In the past communication with and sharing of techniques between dojos was rare. More often teachers were very secretive about their styles. So they didnt get to see what others did or think about how to counter them. Now we have competitions on every week somewhere. The internet where you can go online and study other styles techs.Dojos with doors open to anybody interested in testing their skills.( something I have always made an effort to take advantage of) The UFC where highly trained fighters go at it under very liberal rules with any style they choose. Interestingly they always seem to chose the same styles though. Ones that are progressive in their thinking, constantly growing adapting and testing their arts BY FIGHTING AND EVOLVING.
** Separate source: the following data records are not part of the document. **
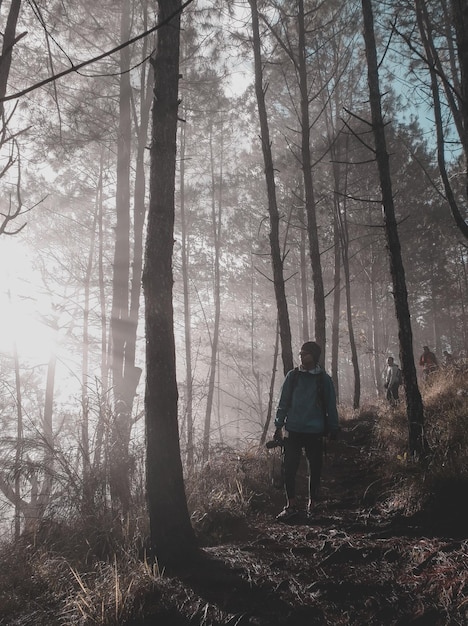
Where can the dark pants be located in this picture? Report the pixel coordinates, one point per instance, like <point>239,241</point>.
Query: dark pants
<point>293,445</point>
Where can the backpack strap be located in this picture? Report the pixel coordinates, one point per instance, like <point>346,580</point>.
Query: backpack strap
<point>320,392</point>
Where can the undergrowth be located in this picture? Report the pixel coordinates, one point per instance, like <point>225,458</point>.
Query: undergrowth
<point>92,571</point>
<point>434,485</point>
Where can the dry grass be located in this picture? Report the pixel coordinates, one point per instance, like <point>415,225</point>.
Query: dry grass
<point>91,571</point>
<point>441,480</point>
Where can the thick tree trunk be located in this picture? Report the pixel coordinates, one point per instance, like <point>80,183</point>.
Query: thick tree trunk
<point>172,537</point>
<point>415,410</point>
<point>276,257</point>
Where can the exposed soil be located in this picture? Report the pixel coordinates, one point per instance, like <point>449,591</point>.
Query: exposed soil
<point>357,562</point>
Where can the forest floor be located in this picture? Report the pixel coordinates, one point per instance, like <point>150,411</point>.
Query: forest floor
<point>358,561</point>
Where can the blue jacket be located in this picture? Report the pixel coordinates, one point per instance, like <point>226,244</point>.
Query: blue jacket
<point>299,408</point>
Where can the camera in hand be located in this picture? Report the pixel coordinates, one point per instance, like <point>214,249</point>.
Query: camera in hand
<point>274,443</point>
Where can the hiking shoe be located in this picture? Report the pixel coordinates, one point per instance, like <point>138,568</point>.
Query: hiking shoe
<point>289,512</point>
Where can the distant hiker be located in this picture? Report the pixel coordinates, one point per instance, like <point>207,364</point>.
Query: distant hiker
<point>307,411</point>
<point>392,381</point>
<point>428,362</point>
<point>448,359</point>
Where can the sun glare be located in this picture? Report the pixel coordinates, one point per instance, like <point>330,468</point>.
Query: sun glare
<point>20,306</point>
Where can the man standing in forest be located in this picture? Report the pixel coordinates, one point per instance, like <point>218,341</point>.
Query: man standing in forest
<point>392,381</point>
<point>307,411</point>
<point>428,362</point>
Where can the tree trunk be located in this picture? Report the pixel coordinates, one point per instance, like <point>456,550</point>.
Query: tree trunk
<point>187,307</point>
<point>9,39</point>
<point>123,392</point>
<point>276,257</point>
<point>414,405</point>
<point>317,277</point>
<point>216,226</point>
<point>171,535</point>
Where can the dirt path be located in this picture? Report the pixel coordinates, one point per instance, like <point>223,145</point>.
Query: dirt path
<point>353,564</point>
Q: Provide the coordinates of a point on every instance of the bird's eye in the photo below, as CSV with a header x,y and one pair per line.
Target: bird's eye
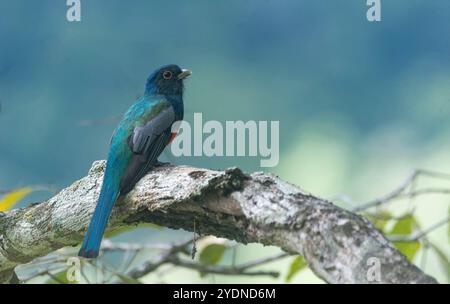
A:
x,y
167,75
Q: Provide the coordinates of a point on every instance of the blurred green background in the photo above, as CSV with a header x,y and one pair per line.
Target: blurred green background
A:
x,y
360,104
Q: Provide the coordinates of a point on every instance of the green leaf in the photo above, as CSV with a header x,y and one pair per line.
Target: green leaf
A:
x,y
212,254
297,265
408,249
405,227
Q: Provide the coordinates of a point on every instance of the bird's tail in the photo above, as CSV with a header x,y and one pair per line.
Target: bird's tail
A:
x,y
92,240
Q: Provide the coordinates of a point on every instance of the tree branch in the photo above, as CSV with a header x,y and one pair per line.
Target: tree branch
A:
x,y
247,208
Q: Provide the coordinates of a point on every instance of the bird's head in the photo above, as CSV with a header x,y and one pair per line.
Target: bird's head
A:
x,y
167,80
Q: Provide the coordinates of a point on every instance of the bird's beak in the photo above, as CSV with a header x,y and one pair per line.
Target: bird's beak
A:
x,y
184,74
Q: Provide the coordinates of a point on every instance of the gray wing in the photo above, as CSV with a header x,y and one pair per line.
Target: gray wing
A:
x,y
147,143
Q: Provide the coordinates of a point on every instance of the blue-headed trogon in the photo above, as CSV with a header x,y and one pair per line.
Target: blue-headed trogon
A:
x,y
139,139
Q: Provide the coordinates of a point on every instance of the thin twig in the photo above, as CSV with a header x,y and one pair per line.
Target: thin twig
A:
x,y
420,234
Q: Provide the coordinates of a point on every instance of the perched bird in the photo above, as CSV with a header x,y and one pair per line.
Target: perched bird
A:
x,y
141,136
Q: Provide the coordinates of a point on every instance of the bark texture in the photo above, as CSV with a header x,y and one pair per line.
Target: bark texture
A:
x,y
339,246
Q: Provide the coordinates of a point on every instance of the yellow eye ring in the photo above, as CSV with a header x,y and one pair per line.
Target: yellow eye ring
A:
x,y
167,75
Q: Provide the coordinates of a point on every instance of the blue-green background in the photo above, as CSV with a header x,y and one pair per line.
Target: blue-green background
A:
x,y
360,104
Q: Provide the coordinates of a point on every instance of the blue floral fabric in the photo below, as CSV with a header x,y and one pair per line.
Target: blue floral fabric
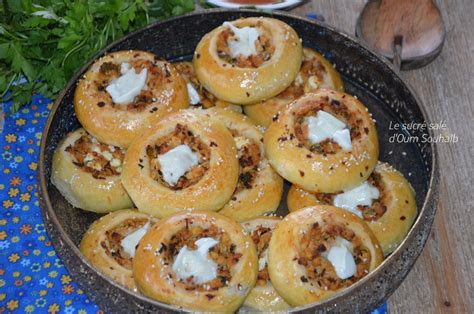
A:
x,y
32,277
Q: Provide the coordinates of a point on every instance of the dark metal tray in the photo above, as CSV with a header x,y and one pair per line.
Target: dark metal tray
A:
x,y
366,75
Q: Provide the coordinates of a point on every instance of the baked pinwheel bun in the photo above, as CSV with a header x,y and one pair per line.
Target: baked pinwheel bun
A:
x,y
125,92
386,201
263,297
87,173
316,72
317,251
198,95
198,260
187,161
325,141
248,60
109,244
259,187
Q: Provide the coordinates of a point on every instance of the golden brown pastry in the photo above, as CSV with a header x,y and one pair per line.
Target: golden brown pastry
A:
x,y
198,95
259,187
87,173
199,260
109,244
389,213
317,251
325,141
124,93
316,72
187,161
263,297
248,60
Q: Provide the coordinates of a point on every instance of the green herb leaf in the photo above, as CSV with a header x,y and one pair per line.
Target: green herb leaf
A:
x,y
47,41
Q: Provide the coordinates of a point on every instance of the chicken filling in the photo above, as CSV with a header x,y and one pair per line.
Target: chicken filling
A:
x,y
369,213
336,108
263,46
181,135
319,270
311,76
157,78
98,159
113,240
224,254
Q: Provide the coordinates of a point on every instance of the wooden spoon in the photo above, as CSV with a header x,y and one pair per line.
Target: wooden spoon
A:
x,y
414,29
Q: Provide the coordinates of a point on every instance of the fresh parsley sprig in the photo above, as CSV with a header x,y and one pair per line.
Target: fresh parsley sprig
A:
x,y
43,42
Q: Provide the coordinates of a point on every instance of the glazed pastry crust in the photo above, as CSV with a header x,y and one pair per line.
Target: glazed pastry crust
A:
x,y
92,249
392,227
211,192
285,272
152,281
119,127
80,188
314,171
249,85
208,100
321,75
264,298
265,194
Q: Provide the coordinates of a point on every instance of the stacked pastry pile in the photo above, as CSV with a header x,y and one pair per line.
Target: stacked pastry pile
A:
x,y
171,140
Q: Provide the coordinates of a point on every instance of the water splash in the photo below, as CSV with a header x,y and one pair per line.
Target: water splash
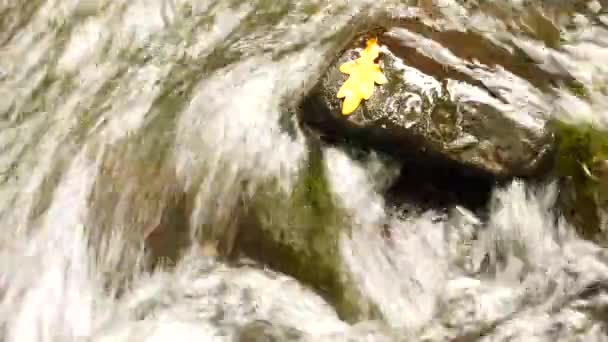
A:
x,y
111,110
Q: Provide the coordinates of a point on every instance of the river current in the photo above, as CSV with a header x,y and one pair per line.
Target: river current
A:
x,y
110,109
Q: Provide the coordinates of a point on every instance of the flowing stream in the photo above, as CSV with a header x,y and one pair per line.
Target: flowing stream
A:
x,y
116,114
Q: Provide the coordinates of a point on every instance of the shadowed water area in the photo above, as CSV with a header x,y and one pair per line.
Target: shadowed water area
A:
x,y
158,182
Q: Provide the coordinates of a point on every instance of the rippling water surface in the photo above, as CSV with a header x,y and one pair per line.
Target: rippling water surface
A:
x,y
116,115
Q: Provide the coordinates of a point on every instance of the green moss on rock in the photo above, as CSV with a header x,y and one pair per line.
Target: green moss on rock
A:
x,y
298,234
581,163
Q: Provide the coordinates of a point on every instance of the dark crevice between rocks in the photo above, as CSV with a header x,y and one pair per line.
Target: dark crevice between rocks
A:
x,y
438,186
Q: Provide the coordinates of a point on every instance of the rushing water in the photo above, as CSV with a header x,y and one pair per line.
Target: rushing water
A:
x,y
112,110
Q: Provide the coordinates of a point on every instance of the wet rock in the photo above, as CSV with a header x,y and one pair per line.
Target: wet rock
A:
x,y
582,165
442,116
298,233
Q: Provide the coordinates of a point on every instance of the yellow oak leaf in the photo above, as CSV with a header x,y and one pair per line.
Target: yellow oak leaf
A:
x,y
363,73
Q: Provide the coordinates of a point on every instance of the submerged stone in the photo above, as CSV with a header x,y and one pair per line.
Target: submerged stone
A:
x,y
582,165
298,233
445,116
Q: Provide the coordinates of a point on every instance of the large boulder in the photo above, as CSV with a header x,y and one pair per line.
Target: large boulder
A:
x,y
446,116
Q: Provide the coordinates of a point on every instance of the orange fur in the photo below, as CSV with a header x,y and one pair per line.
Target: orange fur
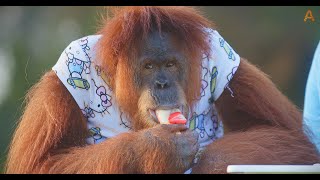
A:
x,y
262,125
124,33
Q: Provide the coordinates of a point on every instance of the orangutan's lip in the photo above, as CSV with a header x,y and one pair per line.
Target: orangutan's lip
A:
x,y
153,114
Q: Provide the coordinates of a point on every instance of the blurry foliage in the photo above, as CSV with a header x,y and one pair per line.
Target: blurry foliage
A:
x,y
276,39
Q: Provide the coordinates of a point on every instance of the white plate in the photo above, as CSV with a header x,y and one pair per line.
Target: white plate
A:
x,y
274,169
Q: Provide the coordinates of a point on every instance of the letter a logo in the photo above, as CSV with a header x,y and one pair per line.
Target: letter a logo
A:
x,y
309,16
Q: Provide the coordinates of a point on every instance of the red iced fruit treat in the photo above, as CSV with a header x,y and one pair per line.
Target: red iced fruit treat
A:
x,y
177,118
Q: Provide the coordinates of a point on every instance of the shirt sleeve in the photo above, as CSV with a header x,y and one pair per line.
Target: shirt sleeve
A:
x,y
311,113
223,64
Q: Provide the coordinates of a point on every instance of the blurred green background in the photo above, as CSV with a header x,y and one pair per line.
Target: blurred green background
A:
x,y
276,39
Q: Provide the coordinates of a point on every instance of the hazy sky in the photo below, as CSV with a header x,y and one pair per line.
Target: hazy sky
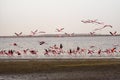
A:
x,y
47,15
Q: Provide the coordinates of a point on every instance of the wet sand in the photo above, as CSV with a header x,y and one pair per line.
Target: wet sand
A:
x,y
86,69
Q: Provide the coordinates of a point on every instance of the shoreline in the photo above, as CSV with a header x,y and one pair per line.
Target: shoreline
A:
x,y
61,35
85,69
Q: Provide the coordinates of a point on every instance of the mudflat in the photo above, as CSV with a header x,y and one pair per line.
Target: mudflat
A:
x,y
60,69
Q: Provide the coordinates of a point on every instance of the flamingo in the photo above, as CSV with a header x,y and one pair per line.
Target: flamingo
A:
x,y
46,52
72,34
113,34
92,33
59,30
18,34
34,32
42,42
33,52
103,27
42,32
91,21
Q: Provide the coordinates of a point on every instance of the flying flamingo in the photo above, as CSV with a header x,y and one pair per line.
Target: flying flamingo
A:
x,y
91,21
33,52
72,34
92,33
41,42
113,34
103,27
34,32
59,30
18,34
42,32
We don't have any secrets. I communicate here all the time. What would you like to know?
As to UFC fighting and evolving, yes, indeed. And do you know why? Because fighting in a cage for sport with two men and a referee is relatively new in this country. People are still figuring out what works and what does not. This was done a long time ago with regard to hand-to-hand self-defense outside of a ring or a cage.
Why would you chose to ignore these things? I'm sorry I just dont get it.
First, I don't ignore those things. If I wanted to fight in a cage, they'd be excellent skills to have. Second, you assume a great deal.
Another thing to consider. If it takes 20 years to become truly effective in your style maybe you should be looking for ways to improve on the way it is practiced and taught.
Or maybe the concept of mastery is lost on some. 20 years should get a person well on the way towards mastery. I can defend myself now, after 4 years. I'm just going to keep getting better.
I know many of the TMA dojos I trained at were crap. And that there are good ones out there. But there is just as much rubbish being justified by tradition refusing to grow as there is rubbish being created by mixing things up.
So we agree that people who teach crap skills are harming martial arts. And it doesn't matter if they teach so-called TMA or more modern combative arts. Right? So yes, crap is crap. That does not easily extend to a blanket condemnation of traditional martial arts. I'm not sure how you are making that leap.
"There is only one thing which is unchanging in the universe. It is the fact that everything is in a constant state of change"
This demonstrates a lack of understanding of the concept of rate of change. Yes, everything changes. But we will not all have three arms in the next generation. Change is constant - and often quite slow. There is a need to change responses to threats which have changed. But if the threat has not changed, then the response does not need to change.
The first question is to evaluate the basic premise - have threats requiring self-defense capability changed? If yes, then how have the threats changed? If not, then the ways that worked then, work now. And we're not a whole lot smarter than the people who thought up and tested self-defense techniques that got them dead or maimed if they didn't work.